Sadly, there’s no way to watch the show online. “There’s one disappointment I have with this show and that it’s not available online,” Pepin said.

Tamy @ Royaume-Uni runs Thursdays at 8pm on Évasion, starting March 13. It repeats Friday at midnight and 8am, and Saturday at 9am and 6pm. For more information, visit tamy.urbania.ca or the show’s website on Évasion.

Further reading

Huffington Post Québec also has a story about Pepin’s new show.

UPDATE (June 19): The series has been nominated for three Gémeaux awards.

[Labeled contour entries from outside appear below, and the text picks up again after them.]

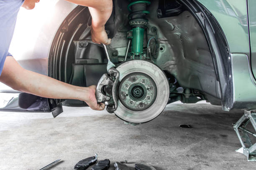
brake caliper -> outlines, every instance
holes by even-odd
[[[100,78],[96,91],[96,97],[98,102],[107,102],[107,111],[113,113],[117,109],[118,101],[118,86],[119,72],[112,67]]]

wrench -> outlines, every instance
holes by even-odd
[[[111,61],[110,60],[110,58],[109,58],[109,55],[108,55],[108,50],[107,49],[107,46],[106,45],[104,44],[101,44],[104,48],[104,50],[105,50],[105,52],[106,52],[106,55],[107,55],[107,58],[108,58],[108,65],[107,65],[107,70],[108,72],[108,70],[112,67],[115,68],[115,65],[111,62]]]

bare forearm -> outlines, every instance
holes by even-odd
[[[0,80],[15,90],[45,98],[86,99],[86,88],[25,70],[11,57],[6,58]]]
[[[6,58],[0,81],[14,90],[47,98],[84,101],[92,109],[102,110],[104,103],[97,103],[96,86],[76,86],[22,68],[12,57]]]
[[[47,98],[85,100],[87,93],[84,88],[72,85],[25,69],[22,74],[21,77],[16,76],[12,81],[12,87],[19,91]],[[83,96],[84,98],[82,98]]]

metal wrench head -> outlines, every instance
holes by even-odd
[[[108,58],[108,65],[107,65],[107,70],[108,72],[109,70],[112,67],[115,68],[115,65],[111,62],[111,61],[110,60],[110,58],[109,58],[109,55],[108,55],[108,50],[107,49],[107,46],[105,44],[101,44],[104,48],[104,50],[105,50],[105,52],[106,53],[106,55],[107,55],[107,58]]]

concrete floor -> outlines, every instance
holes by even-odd
[[[125,125],[105,111],[64,111],[55,118],[50,113],[0,112],[0,169],[39,169],[61,159],[51,169],[72,170],[95,153],[112,164],[127,159],[129,166],[143,163],[159,170],[256,169],[256,162],[235,152],[240,144],[232,123],[241,110],[173,103],[155,120],[137,126]],[[193,128],[181,128],[180,124]]]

5 thoughts on “Tamy Emma Pepin’s bilingual trip through the UK

  1. Dilbert

    A TV show that could likely never happen on English local TV in Montreal… too much personality for the very bland nature of anglo TV.

    Reply
    1. Fagstein Post author

      A TV show that could likely never happen on English local TV in Montreal

      Or French, I imagine. There isn’t anything about this show that should restrict it to a local audience.

      Reply
  2. Vicky

    I was the last minute replacement in Newcastle that Tamy mentions in the Huffington Post article (my French non-existent, so thank you Google Translate): it was a fascinating experience and I’m hoping I get a chance to see series (aside from terror at how my 2 seconds on TV might look) from outside Canada! There’s been a similar concept done here in the UK (Ross Noble’s Freewheeling), but given it was a comedian doing it in his native country it had a very different feel.